I'm a big fan of Wikisource, and have recommended it, but I don't think that data extraction is the biggest barrier to adoption the GLAM sector faces.  Branding is a much, much bigger deal.  I talked about this the ALA this summer ( http://manuscripttranscription.blogspot.com/2014/07/collaborative-digitization-at-ala-2014.html -- see the slide with a screenshot of Wiksource next to one of Letters 1916, which uses DIY History/Scripto as its platform):

"The first one is is the French-language version of Wikisource. Wikisource is a sister project to Wikipedia that was spun off around 2003 that allows people to transcribe documents and do OCR correction both. This is being used by the Departmental Archives of Alpes-Maritimes to transcribe a set of journals of episcopal visits. The bishop in the sixteenth century would go around and report on all the villages [in his diocese], so there's all this local history, but it's also got some difficult paleography.

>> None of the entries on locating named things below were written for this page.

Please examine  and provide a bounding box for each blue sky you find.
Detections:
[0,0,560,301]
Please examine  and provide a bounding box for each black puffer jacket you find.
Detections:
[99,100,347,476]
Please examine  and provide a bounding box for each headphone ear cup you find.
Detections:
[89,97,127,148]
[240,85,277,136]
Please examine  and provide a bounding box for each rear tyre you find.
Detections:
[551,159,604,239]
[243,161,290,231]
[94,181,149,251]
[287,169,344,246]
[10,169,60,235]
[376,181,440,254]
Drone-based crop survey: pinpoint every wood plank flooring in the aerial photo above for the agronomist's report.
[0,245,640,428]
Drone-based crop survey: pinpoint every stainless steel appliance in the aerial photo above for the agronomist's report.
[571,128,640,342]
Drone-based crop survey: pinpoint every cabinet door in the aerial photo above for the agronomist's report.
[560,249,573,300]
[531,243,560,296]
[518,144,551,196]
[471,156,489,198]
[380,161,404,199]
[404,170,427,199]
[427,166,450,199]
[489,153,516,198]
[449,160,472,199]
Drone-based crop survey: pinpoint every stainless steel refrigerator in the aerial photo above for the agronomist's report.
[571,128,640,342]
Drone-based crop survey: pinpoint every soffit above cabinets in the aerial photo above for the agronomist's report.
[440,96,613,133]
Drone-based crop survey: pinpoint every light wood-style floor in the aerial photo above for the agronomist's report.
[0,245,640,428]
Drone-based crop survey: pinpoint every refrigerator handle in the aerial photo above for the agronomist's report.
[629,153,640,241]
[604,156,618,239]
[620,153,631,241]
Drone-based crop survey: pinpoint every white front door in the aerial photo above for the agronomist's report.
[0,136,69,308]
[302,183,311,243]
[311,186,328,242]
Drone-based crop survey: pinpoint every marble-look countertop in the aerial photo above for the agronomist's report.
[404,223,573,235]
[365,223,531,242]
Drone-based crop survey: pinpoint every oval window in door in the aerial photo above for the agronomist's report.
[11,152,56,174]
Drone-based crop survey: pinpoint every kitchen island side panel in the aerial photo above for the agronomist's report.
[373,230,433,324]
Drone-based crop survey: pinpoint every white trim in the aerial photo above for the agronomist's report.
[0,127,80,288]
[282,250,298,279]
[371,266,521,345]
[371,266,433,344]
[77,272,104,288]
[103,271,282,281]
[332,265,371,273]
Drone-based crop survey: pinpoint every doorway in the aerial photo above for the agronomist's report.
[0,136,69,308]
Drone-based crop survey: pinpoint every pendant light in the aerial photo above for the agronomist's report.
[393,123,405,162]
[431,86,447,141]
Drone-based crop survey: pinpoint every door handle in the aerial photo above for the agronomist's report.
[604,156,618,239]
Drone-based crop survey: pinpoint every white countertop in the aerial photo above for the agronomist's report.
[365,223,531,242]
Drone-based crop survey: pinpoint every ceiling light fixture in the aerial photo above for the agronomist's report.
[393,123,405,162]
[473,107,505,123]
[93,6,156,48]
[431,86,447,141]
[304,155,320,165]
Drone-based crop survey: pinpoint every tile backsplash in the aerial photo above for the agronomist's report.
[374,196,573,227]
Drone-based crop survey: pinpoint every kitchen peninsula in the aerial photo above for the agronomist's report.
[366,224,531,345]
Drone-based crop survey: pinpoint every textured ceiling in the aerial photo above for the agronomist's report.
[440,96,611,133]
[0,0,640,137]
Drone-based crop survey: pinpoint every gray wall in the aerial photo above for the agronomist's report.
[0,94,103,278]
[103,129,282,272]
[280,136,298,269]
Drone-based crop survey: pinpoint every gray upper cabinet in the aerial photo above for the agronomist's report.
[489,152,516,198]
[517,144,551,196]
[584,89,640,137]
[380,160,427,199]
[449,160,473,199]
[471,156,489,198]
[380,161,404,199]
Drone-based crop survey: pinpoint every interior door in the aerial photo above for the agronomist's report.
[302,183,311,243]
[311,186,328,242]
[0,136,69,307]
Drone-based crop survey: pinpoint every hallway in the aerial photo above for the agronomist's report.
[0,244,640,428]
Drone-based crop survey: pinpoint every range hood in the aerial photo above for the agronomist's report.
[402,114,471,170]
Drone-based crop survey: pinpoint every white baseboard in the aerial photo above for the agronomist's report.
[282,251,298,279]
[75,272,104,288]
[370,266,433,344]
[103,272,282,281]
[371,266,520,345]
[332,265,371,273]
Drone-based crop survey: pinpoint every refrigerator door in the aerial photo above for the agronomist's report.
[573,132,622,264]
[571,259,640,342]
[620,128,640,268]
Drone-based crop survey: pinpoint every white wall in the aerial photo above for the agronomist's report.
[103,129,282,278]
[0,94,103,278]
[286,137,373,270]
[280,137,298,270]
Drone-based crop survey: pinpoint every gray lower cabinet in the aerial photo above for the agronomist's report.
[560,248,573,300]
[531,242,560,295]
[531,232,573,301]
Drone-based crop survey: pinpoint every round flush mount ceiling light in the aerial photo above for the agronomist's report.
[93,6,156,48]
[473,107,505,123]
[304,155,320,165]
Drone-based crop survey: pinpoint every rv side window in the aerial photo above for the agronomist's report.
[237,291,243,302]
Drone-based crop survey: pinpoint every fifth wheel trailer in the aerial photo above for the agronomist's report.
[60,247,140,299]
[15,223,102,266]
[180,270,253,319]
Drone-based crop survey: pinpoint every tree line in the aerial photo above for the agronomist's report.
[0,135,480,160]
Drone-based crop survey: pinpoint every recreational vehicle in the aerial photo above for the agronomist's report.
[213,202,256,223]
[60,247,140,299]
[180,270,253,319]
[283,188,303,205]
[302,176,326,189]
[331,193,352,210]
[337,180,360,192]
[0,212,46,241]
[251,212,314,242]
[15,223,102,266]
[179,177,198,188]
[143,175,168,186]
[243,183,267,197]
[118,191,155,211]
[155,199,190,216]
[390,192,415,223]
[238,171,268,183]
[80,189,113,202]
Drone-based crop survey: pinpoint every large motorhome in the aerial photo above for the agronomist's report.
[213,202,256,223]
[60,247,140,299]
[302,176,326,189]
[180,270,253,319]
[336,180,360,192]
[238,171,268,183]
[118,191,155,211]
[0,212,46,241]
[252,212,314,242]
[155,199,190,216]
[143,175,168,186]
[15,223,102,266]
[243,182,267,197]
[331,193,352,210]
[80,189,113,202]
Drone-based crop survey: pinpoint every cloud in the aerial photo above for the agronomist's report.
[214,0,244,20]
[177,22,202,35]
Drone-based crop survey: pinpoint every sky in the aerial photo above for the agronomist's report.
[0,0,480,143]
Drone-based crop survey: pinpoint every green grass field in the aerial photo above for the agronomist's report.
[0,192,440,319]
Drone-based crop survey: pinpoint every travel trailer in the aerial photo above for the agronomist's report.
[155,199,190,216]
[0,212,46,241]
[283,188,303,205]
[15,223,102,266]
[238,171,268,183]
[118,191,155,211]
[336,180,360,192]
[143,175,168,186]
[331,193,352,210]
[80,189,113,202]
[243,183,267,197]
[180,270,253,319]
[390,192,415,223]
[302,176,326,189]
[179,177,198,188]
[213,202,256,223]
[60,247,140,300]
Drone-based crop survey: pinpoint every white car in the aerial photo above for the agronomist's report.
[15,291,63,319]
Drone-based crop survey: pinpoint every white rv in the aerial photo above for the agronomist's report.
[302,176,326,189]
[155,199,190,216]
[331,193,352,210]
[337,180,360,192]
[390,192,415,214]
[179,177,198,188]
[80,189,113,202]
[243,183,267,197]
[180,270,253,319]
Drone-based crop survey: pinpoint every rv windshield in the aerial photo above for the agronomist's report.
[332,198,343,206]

"So they're using Wikisource, which is a great tool! It has all kinds of version control. It has ways to track proofreading. It does an elegant job of putting together indiviual pages into larger documents. But, do you see "Departmental Archives of Alpes-Maritimes" on this page? No! You have no idea [who the institution is]. Now, if they're using this internally, that may be fine -- it's a powerful tool.

"By contrast, look at the Letters of 1916. [Three sentences inaudible.] This is public engagement in a public-facing site. "

There were a lot of nods in the room, and even more when I revisited the slide in a crowdsourcing workshop a month later.

If an institution were able to attach a custom stylesheet to pages displaying its 'project', if it were able to send users to an attractive homepage for its 'project', showing the project's materials, and recent activity on them, with ways for admins to monitor their volunteers' questions or discussions on talk pages, or announce news -- that would drop that barrier to entry.  At the moment, a GLAM that points its users to Wikisource effectively 'loses' them -- they're sending them off to a different community and a different site that just happens to contain copies of the institution's material, with no easy way for the users to get back to the institution.

That said, think bulk export of transcripts would help, especially if there were an easy way for the institution to match each transcript to the identifier in its own system.  Plaintext may be good enough for e.g. a library that's using a CMS and just wants their docs to be searchable.  I've seen TEI recommended in the past, and while I'm a big fan, I suspect it's of secondary importance.